Mehr aber als irgend eine Ablösungssumme, möchte vielleicht nach meiner geringen unmaßgeblichen Ansicht; die gnädigste Gewährung eines kleinen Adjutums für den Sohn, in so lange bis er der Reihe nach in den Genuß eines normalmäßigen Bezugs dieser [fol. 8r] Art tritt, Gutes bewirken können. Ueber seine Würdigkeit könnte allenfalls Hofrath Cuvelier die gehörige Auskunft geben.
Hinsichtlich seiner beiden Schwestern, scheint der Bittsteller mit ihnen durch das Beispiel ermuthiget worden zu seyn; wo Ew Majestät den beiden damals freilich noch unmündig gewesenen Töchtern, des längst verstorbenen Hofbauamts-Secretärs Schweigler einen Erziehungsbetrag – wenn ich nicht irre von 60 fl. in gnädigster Huld bewilligten; den sie obschon bereits großjährig, angeblich als Gnadengehalt fortbeziehen.
Beim Schluße dieser meiner unterthänigsten Aeußerung übergibt mir so eben Aman, die oben sub a) erwähnten Pläne des k.k.
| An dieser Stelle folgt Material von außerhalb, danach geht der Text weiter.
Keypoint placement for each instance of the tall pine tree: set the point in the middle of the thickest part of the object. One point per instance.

Lustgartens ind der Ungargasse.
Wien den 24tn Dezbr. 834
Kloyber m.p.
[kaiserliche Resolution]
Ich bewillige dem Johann Aman 300 fl. jährl. aus Meiner Privatkasse von dem Tage des Todes seines Vaters, bis er allenfalls ein Adjutum oder eine besoldete Dienststelle erhält, und erlasse hierwegen das Erforderliche an die Direktion Meiner Privatkasse. Über das Gesuch des Johann Aman verlange Ich von dem Obersthofmeister eine b. m. Auskunft.
Wien den 20 Jänner 835
Franz m.p.
[Beilage: Gutachten des Cameral-Gefällen-Administrators Anton Cuvelier über Leistung, Betragen und finanzielle Lage des Konzeptpraktikanten Johann Aman, auf kaiserlichen Befehl erstattet an den Direktor des Geheimen Kabinetts Anton von Martin, dat. 31.12.1834]
[1] Leopold Joseph von Kloyber (auch: Khloyber) war seit 1823 als Skriptor in der Privatbibliothek angestellt und leitete diese als Kustos nach dem Tod Youngs 1829. 1836 wurde er zum Vorsteher ernannt.